Hmm I’m reading LLVMSymbolizer class and LLVMObject library implementation. Hope I can find the exact API or API I can use as component to resolve local symbol from address.

Yes internal class CFI_Parser does all the work for us.

What makes you think so? If we stick to dwarf 2 eh of ARM not EHABI this should work regardless of processor type. that being said I just realized julia arm unwind uses exidx. Is there reason for it?

sjlj for 32bit arm. dwarf eh for everything else. EHABI support for arm if desired. It’s tied to how llvm handles exception. I don’t think EHABI section was meant to be dynamically generated tho.

I have no idea. so far all routines look like thread safe but there’s no documentation or comment hints about async signals. I have strong feeling that at least methods for unwinding local address space is signal safe tho.
I contacted llvm devs for confirmation. hope I get answers soon.

I find no way to convince any compiler (gcc/clang/llvmjit) to emit eh_frame.
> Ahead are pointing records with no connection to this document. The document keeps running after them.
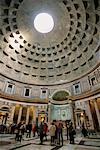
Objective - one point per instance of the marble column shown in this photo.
(97, 111)
(12, 114)
(27, 114)
(49, 112)
(89, 115)
(20, 114)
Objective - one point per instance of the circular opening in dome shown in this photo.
(43, 23)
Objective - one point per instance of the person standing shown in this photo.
(60, 133)
(41, 129)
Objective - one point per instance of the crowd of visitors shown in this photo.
(56, 130)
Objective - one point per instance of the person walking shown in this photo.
(41, 129)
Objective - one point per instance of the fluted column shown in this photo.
(12, 114)
(97, 111)
(49, 112)
(89, 115)
(27, 115)
(20, 114)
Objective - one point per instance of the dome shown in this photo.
(67, 52)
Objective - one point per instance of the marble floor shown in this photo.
(7, 142)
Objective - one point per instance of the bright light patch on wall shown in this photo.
(43, 23)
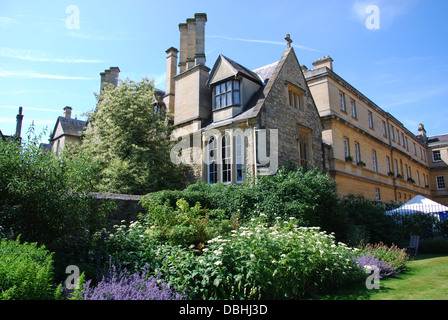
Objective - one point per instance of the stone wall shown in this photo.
(128, 206)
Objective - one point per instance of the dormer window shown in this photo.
(226, 94)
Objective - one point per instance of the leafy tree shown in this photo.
(130, 140)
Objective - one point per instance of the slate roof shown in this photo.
(438, 140)
(267, 75)
(70, 126)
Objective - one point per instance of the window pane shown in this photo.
(229, 98)
(236, 97)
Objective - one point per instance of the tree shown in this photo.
(130, 140)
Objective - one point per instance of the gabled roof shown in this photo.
(253, 107)
(238, 70)
(69, 126)
(439, 140)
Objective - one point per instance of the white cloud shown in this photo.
(40, 56)
(35, 75)
(280, 43)
(30, 108)
(389, 10)
(6, 21)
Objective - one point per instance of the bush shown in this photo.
(436, 245)
(367, 222)
(390, 260)
(119, 285)
(309, 196)
(26, 271)
(44, 197)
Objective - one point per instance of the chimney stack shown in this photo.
(324, 62)
(68, 112)
(422, 132)
(171, 71)
(201, 19)
(19, 123)
(183, 28)
(192, 42)
(110, 76)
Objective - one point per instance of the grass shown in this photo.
(426, 279)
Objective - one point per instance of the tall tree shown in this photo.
(130, 140)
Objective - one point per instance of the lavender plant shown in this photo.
(119, 285)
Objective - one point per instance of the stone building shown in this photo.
(438, 162)
(372, 153)
(67, 130)
(233, 123)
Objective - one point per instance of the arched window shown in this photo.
(239, 157)
(226, 159)
(212, 167)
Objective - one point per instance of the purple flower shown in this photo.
(370, 260)
(137, 286)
EHABI is also what c++ uses.

SJLJ is irrelevant here. We use SJLJ for all exceptions and use unwinding only for backtrace. This is why we want to try as hard as possible to unwind the stack even in the cases we cannot restore all registers.

Well, LLVM jit does that.

malloc and dl_iterate_phdr are not, which is why I mentioned the NO_HEAP option. We still have problem with original libunwind in the profiler on ARM for exactly this reason.

I guess my knowledge of arm architecture is seriously dated. I take it back.
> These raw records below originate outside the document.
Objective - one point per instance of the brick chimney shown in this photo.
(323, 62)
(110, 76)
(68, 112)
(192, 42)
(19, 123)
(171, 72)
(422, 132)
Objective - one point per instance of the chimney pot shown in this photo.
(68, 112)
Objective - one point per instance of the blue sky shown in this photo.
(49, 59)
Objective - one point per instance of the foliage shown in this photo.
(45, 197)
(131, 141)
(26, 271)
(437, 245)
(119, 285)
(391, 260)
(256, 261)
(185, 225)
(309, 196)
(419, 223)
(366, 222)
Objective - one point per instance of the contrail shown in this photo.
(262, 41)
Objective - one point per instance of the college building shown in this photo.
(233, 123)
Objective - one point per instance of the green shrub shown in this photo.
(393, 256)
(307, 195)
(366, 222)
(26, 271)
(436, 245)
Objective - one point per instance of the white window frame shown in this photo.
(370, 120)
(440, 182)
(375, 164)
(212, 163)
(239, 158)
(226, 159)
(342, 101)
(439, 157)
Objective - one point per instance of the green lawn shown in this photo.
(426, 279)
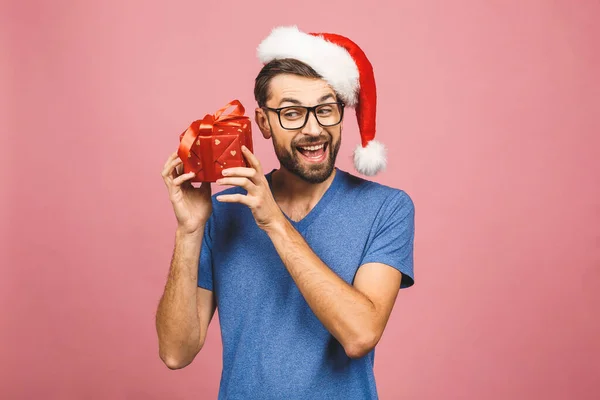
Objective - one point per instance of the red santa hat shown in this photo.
(346, 68)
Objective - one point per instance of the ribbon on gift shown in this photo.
(205, 126)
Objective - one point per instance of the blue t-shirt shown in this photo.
(274, 347)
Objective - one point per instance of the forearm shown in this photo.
(177, 320)
(344, 311)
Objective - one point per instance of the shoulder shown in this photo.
(375, 193)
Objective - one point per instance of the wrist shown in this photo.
(277, 226)
(183, 233)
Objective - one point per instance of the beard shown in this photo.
(311, 173)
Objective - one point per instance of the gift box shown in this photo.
(214, 143)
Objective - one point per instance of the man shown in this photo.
(304, 262)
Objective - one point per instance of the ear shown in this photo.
(263, 122)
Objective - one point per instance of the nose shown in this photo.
(312, 126)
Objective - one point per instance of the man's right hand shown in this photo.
(192, 206)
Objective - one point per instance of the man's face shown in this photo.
(309, 152)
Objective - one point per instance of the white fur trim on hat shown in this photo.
(329, 60)
(371, 159)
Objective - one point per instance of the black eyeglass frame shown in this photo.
(308, 111)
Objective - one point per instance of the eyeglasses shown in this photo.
(296, 117)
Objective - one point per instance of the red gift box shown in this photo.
(214, 143)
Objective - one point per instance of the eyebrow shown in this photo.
(299, 103)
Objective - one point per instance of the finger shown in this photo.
(249, 173)
(167, 171)
(174, 169)
(183, 178)
(252, 160)
(234, 198)
(236, 181)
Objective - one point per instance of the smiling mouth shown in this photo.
(314, 152)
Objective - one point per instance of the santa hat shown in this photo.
(346, 68)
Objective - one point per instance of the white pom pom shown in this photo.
(371, 159)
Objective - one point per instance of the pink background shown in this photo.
(490, 110)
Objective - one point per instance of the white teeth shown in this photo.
(313, 148)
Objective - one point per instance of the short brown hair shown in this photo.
(278, 67)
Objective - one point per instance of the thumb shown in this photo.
(205, 189)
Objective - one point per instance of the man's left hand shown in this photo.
(259, 198)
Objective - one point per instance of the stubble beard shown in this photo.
(311, 173)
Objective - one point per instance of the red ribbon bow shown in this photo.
(204, 127)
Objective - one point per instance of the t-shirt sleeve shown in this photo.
(205, 263)
(393, 237)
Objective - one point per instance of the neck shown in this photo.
(289, 189)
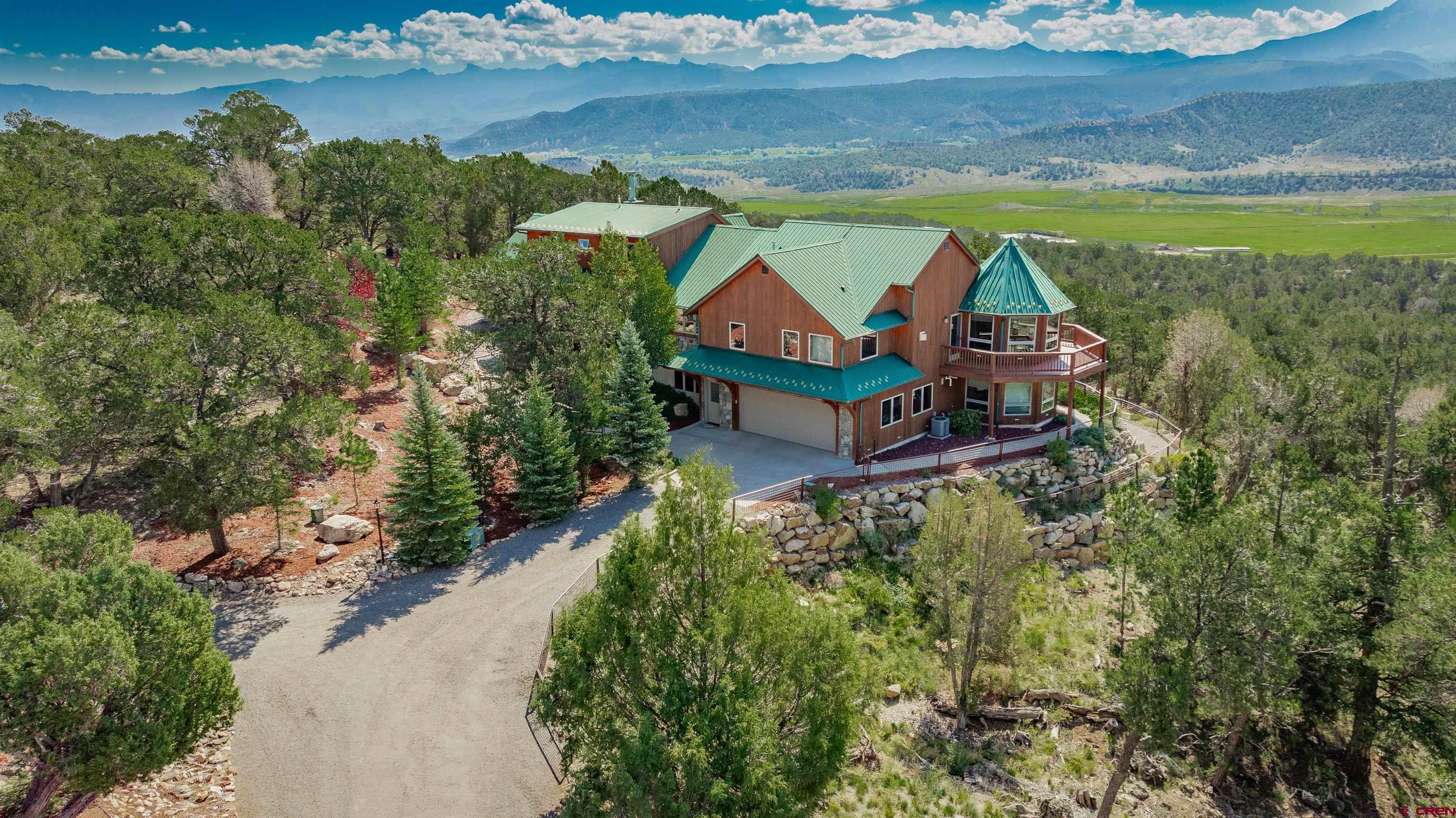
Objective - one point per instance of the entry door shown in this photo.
(715, 402)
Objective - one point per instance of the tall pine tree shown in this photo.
(397, 324)
(638, 427)
(434, 501)
(546, 464)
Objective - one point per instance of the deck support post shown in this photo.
(991, 412)
(1072, 393)
(1101, 396)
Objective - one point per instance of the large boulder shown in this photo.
(344, 529)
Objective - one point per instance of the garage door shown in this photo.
(785, 417)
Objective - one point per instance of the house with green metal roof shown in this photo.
(670, 229)
(852, 336)
(849, 338)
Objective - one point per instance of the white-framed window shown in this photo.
(1021, 335)
(1017, 400)
(790, 344)
(737, 335)
(892, 411)
(822, 350)
(980, 332)
(979, 395)
(922, 400)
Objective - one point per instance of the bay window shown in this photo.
(892, 411)
(1023, 335)
(822, 350)
(790, 344)
(979, 396)
(737, 335)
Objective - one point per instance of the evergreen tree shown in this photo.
(546, 464)
(638, 427)
(397, 324)
(691, 683)
(434, 503)
(108, 670)
(356, 456)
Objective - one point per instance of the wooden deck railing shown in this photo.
(1083, 353)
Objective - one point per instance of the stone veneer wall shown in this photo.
(803, 544)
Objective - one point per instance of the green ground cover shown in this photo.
(1292, 225)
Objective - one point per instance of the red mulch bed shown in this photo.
(252, 536)
(931, 446)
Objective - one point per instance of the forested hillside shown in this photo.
(1391, 121)
(929, 111)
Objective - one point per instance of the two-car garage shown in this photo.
(787, 417)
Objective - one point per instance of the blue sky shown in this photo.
(169, 47)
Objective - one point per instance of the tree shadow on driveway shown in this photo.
(244, 623)
(582, 529)
(375, 606)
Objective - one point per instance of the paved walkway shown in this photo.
(757, 462)
(408, 698)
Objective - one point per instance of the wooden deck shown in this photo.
(1083, 353)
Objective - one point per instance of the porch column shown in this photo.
(991, 412)
(1072, 393)
(1101, 396)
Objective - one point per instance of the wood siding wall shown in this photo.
(765, 305)
(673, 242)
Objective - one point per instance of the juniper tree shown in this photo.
(356, 456)
(638, 427)
(478, 436)
(108, 670)
(433, 500)
(397, 324)
(691, 683)
(545, 462)
(969, 564)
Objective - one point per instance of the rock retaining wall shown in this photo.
(804, 544)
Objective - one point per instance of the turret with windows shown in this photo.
(1010, 345)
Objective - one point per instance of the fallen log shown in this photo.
(1059, 696)
(1012, 714)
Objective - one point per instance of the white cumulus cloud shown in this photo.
(108, 53)
(1147, 29)
(863, 5)
(542, 31)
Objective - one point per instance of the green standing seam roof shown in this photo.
(797, 377)
(1011, 284)
(635, 219)
(884, 321)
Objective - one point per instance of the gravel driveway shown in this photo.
(408, 699)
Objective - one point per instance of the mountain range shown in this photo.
(928, 111)
(458, 105)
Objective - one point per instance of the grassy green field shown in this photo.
(1292, 225)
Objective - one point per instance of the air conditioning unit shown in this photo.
(939, 427)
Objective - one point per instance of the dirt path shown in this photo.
(408, 698)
I was talking about llvm libunwind’s implementation(as tied to llvm). not how Julia creates exception. If I remember correctly llvm backend uses llvm.eh.sljl intrinsics right?

are we talking about MCJit here? Now I understand what NotifyFunctionEmitted is doing for ARM target.

Then yes. but I’m pretty sure it should be simple to add support for arm. as we already have all the necessary information right after jitting.

No

MCJIT and OrcJIT.

Also note that other than the technical issue of making sure dynamic registration works and make sure we try multiple unwinding method instead of only one, it is also preferred to use the system provided libunwind on systems with a working package manager instead of always shipping our own. What libunwind version does openbsd ship with?

AFAICT all major linux distributions ships the original libunwind and since the llvm libunwind is not fully api and abi compatible this is unlikely to change. This is the main advantage of patching and maintaining the original libunwind and use it on linux.

whole point was that openbsd/bitrig does not ship with old libunwind. bitrig has llvm upstream’s libunwind and that’s all. openbsd doesn’t even have one.

I know llvm libunwind is not meant to be used this way and most people just need them for libcxxabi but as os x port of julia is already using it, I wanted to know devs’ opinion of using one on linux.

don’t worry though, I’m not going to make series of pull request to replace old libunwind with llvm libunwind on linux. I’ll keep experimenting to further my understanding of llvm(and libcxx)'s architecture but that’s all.

I’ll just submit patch to make julia compilable&usable under bitrig and if devs like it they can merge it.